18 funds reached a final close in Q2 2011, raising an aggregate $11.2 billion. This represents an increase on the $8.9 billion that was raised in Q1 2011, and the $7.1 billion that was garnered in Q4 2010. Despite this, fundraising does remain challenging and is still well below the levels seen in 2006-2007, with the market being overcrowded with managers seeking capital from investors.
Funds with a primary focus on North America raised the most capital, with 10 such funds receiving aggregate commitments of $8.6bn. Five Asia and Rest of World-focused funds raised $1.4 billion, while three Europe-focused funds raised $1.2 billion. Lone Star Funds held a final close on $5.5 billion for Lone Star Real Estate Fund II, Och-Ziff Real Estate Advisors raised $840 million for Och-Ziff Real Estate Fund II and Pramerica Real Estate Investors raised £492 million for Pramerica Real Estate Capital I. In addition to funds holding final closes, 30 held interim closes in the quarter, raising an aggregate $2.5bn towards their overall fundraising targets.
There are currently 435 private equity real estate funds in market, targeting aggregate commitments of $138 billion from investors. This signifies a small decline from April 2011, when 439 funds were targeting $160 billion, but the market remains very overcrowded. Funds closed in H1 2011 spent an average of 15.5 months in market, a small decrease from the 16.8 months for funds closed in 2010 and a significant increase on the average of 9.1 months that funds closed in 2007 spent in market.

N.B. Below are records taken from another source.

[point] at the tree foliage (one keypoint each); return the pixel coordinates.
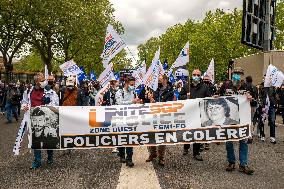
(62, 30)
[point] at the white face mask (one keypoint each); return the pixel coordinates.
(43, 84)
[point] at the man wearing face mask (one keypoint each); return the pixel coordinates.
(37, 96)
(95, 88)
(71, 95)
(109, 96)
(126, 96)
(164, 93)
(237, 87)
(197, 90)
(207, 81)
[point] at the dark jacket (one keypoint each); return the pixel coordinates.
(211, 88)
(109, 98)
(164, 95)
(263, 92)
(183, 92)
(82, 99)
(253, 92)
(199, 91)
(228, 121)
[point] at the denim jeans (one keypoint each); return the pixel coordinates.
(37, 155)
(243, 152)
(11, 109)
(129, 152)
(271, 120)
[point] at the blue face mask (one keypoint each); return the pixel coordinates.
(131, 88)
(196, 78)
(236, 77)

The results from Q2 will give some encouragement to fund managers that are currently marketing their vehicles. That Lone Star Funds, which closed its Lone Star Real Estate Fund II with commitments of $5.5 billion, was able to raise the fifth largest private equity real estate fund of all time highlights that firms can still raise substantial amounts of capital from institutional investors, despite the depressed nature of the current environment. Several funds to close in the quarter did so above target, again indicating that fundraising success is possible if a fund is positioned and marketed correctly.

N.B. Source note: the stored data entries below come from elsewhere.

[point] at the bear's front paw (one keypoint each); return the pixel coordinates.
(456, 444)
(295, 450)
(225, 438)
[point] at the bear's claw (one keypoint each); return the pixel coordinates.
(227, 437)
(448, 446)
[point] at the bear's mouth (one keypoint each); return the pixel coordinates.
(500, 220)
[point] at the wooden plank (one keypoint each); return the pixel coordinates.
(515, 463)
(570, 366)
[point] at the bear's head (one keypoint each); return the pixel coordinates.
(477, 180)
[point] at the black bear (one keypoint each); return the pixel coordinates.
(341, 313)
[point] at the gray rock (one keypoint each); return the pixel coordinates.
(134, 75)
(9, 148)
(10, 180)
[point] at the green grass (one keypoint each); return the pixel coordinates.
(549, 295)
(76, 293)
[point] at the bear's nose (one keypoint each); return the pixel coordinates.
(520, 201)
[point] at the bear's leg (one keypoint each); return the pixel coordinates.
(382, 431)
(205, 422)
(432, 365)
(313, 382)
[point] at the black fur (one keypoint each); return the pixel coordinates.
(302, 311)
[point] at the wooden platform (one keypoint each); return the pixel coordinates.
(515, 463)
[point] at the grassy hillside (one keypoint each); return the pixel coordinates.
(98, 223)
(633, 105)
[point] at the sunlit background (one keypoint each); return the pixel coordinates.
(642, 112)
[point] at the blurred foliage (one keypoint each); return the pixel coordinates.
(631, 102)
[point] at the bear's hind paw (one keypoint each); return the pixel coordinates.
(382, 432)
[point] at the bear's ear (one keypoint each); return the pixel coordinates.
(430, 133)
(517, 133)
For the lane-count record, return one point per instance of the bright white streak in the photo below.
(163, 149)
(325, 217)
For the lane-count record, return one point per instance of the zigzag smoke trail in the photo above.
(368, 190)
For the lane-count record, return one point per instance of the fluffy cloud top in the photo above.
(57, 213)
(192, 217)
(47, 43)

As deal levels increase and as a result more distributions occur, investors will have more capital available to make new commitments – which in turn is likely to further improve fundraising. This will be a gradual improvement, and with the market remaining extremely saturated with managers, many firms will still be facing long periods in market, while others will be forced to abandon their fundraising efforts altogether.